The amendment, proposed by Sen. Mike Braun (R-Ind.), failed with 48 Republicans voting for it, 49 Democrats voting against it and Sens. Thom Tillis (R-N.C.), Joe Manchin (D-W.Va.) and Marsha Blackburn (R-Tenn.) not voting.

The amendment defines “human-animal chimera,” as various combinations of human and non-human DNA, such as a human embryo “into which… nonhuman cells… have been introduced,” making the species of the embryo “uncertain.”

Another definition is a “nonhuman life form” that is “engineered” to exhibit “human facial features or other bodily morphologies to resemble human features.’

The amendment would have imposed either 10 years imprisonment or a fine of at least $1,000,000 – or both – for even attempting to create a human-animal chimera.

Braun, who is staunchly anti-abortion, said in a statement “human life is distinct and sacred,” and that such experiments are “unethical” and “should be a crime.”

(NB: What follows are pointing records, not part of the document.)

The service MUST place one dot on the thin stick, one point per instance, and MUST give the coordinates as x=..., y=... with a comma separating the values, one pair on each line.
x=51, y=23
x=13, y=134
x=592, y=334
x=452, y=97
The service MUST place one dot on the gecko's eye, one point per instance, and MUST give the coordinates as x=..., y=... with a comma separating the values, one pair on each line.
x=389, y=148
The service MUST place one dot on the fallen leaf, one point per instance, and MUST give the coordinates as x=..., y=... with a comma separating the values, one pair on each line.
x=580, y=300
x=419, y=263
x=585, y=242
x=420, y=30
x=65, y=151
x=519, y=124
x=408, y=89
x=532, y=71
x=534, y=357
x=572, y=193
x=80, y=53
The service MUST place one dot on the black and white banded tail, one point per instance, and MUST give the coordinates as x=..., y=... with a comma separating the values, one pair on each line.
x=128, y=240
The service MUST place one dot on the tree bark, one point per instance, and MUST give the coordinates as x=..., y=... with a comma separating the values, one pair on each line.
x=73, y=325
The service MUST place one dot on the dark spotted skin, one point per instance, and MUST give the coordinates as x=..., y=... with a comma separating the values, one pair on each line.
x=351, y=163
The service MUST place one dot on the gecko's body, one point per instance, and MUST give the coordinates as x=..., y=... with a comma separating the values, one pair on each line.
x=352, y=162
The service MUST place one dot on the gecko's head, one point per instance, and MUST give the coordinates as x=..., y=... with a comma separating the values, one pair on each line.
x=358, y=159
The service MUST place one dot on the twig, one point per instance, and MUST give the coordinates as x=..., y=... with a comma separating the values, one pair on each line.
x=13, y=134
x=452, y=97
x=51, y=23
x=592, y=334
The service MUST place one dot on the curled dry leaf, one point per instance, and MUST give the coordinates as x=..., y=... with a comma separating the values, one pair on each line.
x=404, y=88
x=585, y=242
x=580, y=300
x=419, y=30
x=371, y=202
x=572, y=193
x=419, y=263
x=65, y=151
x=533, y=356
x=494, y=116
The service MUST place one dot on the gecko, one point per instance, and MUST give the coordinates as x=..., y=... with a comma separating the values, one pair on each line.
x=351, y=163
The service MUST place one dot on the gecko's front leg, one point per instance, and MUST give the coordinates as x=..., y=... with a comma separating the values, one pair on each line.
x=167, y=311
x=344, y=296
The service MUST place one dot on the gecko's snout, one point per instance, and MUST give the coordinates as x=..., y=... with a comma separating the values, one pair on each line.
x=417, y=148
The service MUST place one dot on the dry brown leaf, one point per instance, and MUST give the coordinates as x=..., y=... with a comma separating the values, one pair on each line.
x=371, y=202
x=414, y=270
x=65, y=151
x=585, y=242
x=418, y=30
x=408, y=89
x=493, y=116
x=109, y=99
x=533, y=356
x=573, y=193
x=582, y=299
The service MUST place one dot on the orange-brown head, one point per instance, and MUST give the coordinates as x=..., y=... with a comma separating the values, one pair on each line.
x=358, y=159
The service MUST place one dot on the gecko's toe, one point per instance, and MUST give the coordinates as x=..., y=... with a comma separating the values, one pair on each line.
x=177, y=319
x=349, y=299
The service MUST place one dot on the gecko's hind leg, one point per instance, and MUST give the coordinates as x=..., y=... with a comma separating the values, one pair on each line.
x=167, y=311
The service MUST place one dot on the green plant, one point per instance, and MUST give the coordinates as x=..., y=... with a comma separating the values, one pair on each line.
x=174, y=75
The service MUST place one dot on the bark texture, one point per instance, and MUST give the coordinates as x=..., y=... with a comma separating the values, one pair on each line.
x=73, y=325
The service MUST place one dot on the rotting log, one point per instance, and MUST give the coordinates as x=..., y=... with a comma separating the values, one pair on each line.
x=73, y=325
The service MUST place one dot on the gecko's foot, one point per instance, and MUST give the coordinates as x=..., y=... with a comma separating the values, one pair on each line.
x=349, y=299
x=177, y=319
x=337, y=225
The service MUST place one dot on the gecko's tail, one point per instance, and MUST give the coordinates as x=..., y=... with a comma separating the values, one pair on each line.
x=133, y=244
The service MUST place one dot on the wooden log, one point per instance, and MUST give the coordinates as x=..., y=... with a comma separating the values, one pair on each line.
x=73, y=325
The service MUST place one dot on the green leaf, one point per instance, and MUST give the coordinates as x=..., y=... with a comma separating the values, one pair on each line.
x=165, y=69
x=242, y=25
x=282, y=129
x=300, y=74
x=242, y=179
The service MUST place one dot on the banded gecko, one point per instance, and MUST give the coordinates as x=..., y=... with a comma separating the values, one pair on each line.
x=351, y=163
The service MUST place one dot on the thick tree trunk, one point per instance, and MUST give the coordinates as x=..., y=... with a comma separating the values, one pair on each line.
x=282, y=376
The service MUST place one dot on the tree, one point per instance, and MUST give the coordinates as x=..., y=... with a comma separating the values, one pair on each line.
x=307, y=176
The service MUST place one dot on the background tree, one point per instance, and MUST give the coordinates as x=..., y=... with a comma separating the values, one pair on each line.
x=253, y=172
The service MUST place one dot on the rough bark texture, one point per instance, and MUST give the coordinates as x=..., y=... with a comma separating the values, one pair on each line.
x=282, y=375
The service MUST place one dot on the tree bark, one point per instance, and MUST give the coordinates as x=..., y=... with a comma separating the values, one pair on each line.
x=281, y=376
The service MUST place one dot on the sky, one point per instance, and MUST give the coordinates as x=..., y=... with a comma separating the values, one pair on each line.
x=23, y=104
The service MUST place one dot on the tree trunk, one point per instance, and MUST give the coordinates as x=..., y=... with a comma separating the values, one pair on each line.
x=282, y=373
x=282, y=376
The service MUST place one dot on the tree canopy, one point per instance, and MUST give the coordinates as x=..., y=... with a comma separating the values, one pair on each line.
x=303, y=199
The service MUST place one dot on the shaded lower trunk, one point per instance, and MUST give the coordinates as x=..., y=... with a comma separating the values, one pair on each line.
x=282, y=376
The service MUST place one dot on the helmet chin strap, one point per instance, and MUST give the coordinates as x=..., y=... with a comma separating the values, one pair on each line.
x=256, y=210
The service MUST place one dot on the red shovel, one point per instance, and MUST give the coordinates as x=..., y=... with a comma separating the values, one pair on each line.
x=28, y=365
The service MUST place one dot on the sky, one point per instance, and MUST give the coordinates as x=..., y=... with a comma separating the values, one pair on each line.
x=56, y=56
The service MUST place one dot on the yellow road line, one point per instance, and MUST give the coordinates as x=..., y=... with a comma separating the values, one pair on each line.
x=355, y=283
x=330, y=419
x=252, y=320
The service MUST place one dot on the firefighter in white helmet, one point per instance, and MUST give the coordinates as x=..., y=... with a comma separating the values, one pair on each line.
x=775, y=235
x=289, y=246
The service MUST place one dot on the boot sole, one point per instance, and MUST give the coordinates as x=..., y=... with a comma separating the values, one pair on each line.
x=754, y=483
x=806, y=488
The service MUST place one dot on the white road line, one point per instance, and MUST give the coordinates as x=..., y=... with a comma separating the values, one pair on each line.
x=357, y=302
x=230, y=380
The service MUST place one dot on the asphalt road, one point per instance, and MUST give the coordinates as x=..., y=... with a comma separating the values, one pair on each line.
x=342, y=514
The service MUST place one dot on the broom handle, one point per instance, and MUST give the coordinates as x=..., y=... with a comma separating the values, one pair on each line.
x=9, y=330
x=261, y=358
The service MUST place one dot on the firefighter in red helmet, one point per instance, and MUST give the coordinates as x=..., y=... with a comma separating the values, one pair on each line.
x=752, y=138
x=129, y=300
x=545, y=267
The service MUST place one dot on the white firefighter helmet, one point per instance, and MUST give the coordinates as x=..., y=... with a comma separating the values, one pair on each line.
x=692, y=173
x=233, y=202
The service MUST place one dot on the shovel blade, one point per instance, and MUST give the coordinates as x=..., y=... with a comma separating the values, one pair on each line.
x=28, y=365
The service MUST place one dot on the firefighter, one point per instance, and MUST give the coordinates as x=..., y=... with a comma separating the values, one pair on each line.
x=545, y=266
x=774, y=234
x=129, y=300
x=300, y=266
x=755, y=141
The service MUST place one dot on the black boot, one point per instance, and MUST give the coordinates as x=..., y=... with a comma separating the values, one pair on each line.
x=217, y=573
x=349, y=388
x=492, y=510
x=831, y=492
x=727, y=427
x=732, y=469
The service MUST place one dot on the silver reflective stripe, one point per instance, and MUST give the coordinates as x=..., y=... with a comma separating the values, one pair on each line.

The bill was endorsed by a slate of pro-life groups including National Right To Life, Susan B. Anthony List and the Family Research Council.

Key Background

Scientists have spent decades creating chimeras to improve the testing of drugs and boost organ transplant research. But even within the scientific community, debates have raged about the relative “humanity” of chimeras and whether they are ethical.

Chief Critic

"There is a way to genetically engineer both the embryo and the stem cells so that the stem cells will only make a particular organ," bioethicist Insoo Hyun told NPR. "Nobody wants a chimeric embryo to grow into a part-human, part-animal thing that has human cells from head to toe mixed in."

Tangent

Another bizarre development in the Senate on Thursday was Senate Majority Leader Chuck Schumer’s decision to reverse the unanimous confirmation of Christine Wormuth as the first female secretary of the army earlier in the night. While Schumer’s move appeared to be merely procedural, it remains unclear if and when Wormuth will get a confirmation vote, and what the underlying motivation was. Forbes has reached out to Schumer’s office for comment.